Je viens d'effectuer ma deuxième et fort probablement dernière visite au Festival ZH dont la programmation de cette édition était assez peu garnie en danse. Pour cette soirée, première partie danse, "Habitat" de et avec Bettina Szabo (création dont j'avais bien apprécié les "premiers pas" au Studio 303 l'an dernier, http://surlespasduspectateur.blogspot.ca/2016/10/sur-mes-pas-imprevus-en-danse-au-studio.html) qui sera suivie par la proposition théâtrale "Chef d'oeuvre" de Christian Lollike (adaptée par la Charles Dauphinais).
"Pas mal de monde", encore une fois pour cette soirée et "tout ce beau monde" prend place dans la grande salle pour découvrir dans "Habitat", grâce à un faible, mais efficace faisceau de lumière, un être qui semble venir des profondeurs de la mer ou du dedans de soi. Apprivoisant ses gestes, je découvre là, tout au fond, de dos à moi, un être ou une femme qui par ses beaux mouvements semble polymorphique. Si ma raison ne fonctionnait pas, j'aurais été tenté de dire que parfois, elle me faisait face avec sa chevelure devant la figure. L'ombre se dévoilait juste assez pour ne pas perdre tous mes repères. Les gestes captivent, mais qui est-elle ? Peu à peu, elle s'approche de nous pour prendre possession d'une toile toute d'épines composée (sculpture de Jacinthe Derasp) et l'endosse pour se métamorphoser en une chose, coquillage de mer (meilleur terme que je puisse utiliser). Cette forme, éclairée de l'intérieur, se déforme, semble se moduler à partir des sentiments de l'être qui l'habite et qui parfois semble vouloir en sortir. L'évolution est captivante, mais surtout magnifique à voir. J'ai l'impression, de voir mon coeur se débattre en dedans de moi lorsqu'il bat de la chamade (cette image de coeur fortement ressentie la premièere fois, me revient encore). La grande question est, se libérera-t-elle de cette enveloppe ? Les déformations deviennent extrêmes et oui, amèneront le corps à devenir libre et exposé devant. Corps tout affirmé avant de nous quitter, après tout ce chemin ou ce parcours intérieur fait en une trentaine de minutes fort bien remplies et efficacement enrobées par la trame musicale de Brice Gatine.
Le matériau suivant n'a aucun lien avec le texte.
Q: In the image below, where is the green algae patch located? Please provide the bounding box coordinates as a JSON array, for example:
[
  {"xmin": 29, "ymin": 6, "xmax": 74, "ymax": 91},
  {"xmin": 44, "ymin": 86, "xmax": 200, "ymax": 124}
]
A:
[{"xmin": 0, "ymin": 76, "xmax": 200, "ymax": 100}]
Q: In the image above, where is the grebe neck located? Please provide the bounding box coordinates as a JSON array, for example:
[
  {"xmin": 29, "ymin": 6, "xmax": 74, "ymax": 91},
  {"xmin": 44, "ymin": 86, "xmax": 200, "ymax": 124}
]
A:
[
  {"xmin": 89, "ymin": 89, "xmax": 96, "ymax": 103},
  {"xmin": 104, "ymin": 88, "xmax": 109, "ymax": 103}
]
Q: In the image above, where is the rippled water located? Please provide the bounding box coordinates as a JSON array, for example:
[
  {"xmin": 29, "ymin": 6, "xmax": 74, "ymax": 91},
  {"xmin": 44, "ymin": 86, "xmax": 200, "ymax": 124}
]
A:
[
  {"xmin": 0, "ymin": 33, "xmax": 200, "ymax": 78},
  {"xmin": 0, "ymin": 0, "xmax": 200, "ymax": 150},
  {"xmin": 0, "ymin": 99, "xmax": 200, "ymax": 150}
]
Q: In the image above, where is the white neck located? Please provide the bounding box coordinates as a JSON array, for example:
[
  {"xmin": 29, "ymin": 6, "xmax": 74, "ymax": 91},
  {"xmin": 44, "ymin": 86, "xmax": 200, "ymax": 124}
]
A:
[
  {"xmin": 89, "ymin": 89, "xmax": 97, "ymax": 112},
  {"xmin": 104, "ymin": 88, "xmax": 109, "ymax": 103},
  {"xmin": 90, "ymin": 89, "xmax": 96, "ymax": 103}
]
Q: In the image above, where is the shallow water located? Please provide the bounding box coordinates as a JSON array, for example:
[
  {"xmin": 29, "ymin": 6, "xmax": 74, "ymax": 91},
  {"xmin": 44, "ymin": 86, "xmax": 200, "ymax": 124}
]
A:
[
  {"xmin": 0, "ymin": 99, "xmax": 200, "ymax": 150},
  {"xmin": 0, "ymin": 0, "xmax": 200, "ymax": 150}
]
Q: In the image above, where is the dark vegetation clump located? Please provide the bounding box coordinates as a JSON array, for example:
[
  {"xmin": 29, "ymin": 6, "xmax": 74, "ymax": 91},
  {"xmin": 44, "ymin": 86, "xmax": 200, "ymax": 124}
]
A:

Guillaume Vallée - Métamorphose, Studio 303, 2016
Si à la fin de la présentation, j'étais tenté de proposer d'inverser les deux premières et principales parties, le temps passant, ma lecture de l'oeuvre évoluant, je suis moins convaincu. Il en reste que de cette performance, il y a là s'y retrouver et aussi, mais surtout apprécier une belle et exigeante prestation de Bettina Szabo, fortement et sincèrement applaudie.
Le temps d'un court entracte et l'appel d'usage, nous nous dirigeons vers le Cube, endroit situé en haut du même édifice. Nous sommes invités à prendre place sur l'une des chaises placées en deux rangées, face à face et séparées par un bras de distance. Dans cet aménagement des lieux, notre voisin est derrière, à côté, mais aussi juste devant. Pas de scène, sinon deux fauteuils au bout de l'allée séparant les sièges de la salle. Et tout à coup, les quatre interprètes se "dévoilent" et sont parmi nous, dont une juste devant moi. L'effet de surprise est réussi. Le débat entre les personnages qui s'en suit sur la tragédie du 11 septembre, débat initié par la citation du compositeur Karlheinz Stockhausen, "Les avions qui ont percuté les World Trade Center le 11 septembre 2001 ont produit l'oeuvre d'art la plus grandiose de tous les temps." (tirée du site du festival). Déjà, avec cette affirmation, la réaction dans la salle est fort évidente. La suite nous entraîne dans une suite d'échanges qui interpelle, perturbe, choque même. La réaction dans cette petite salle et dont la moitié se retrouve juste devant moi en est fort éloquente. Le propos percute et comme pour l'actualité des derniers jours, les dérives sur l'étranger se font grandes et fréquentes. Jusqu'au moment, arrivant de nulle part, ce personnage omniprésent d'abord dans le propos, de Mohamed, s'adresse calmement à nous pour replacer certains enjeux.
Une oeuvre qui a tout pour choquer (je vous fait grâce de certains extraits qui comparent les pires excès des comportements humains et de l'importance d'être à la TV), mais qui peut aussi faire réfléchir, une fois notre ébranlement intérieur passé. Une oeuvre audacieuse avec des artisans qui le sont tout autant, Mustapha Aramis, Charles Dauphinais, Dominick Rustam Chartrand, Catherine Le Gresley, Julie Tessier et, ma "voisine du siège d'en face" Tatiana Zinga Botao.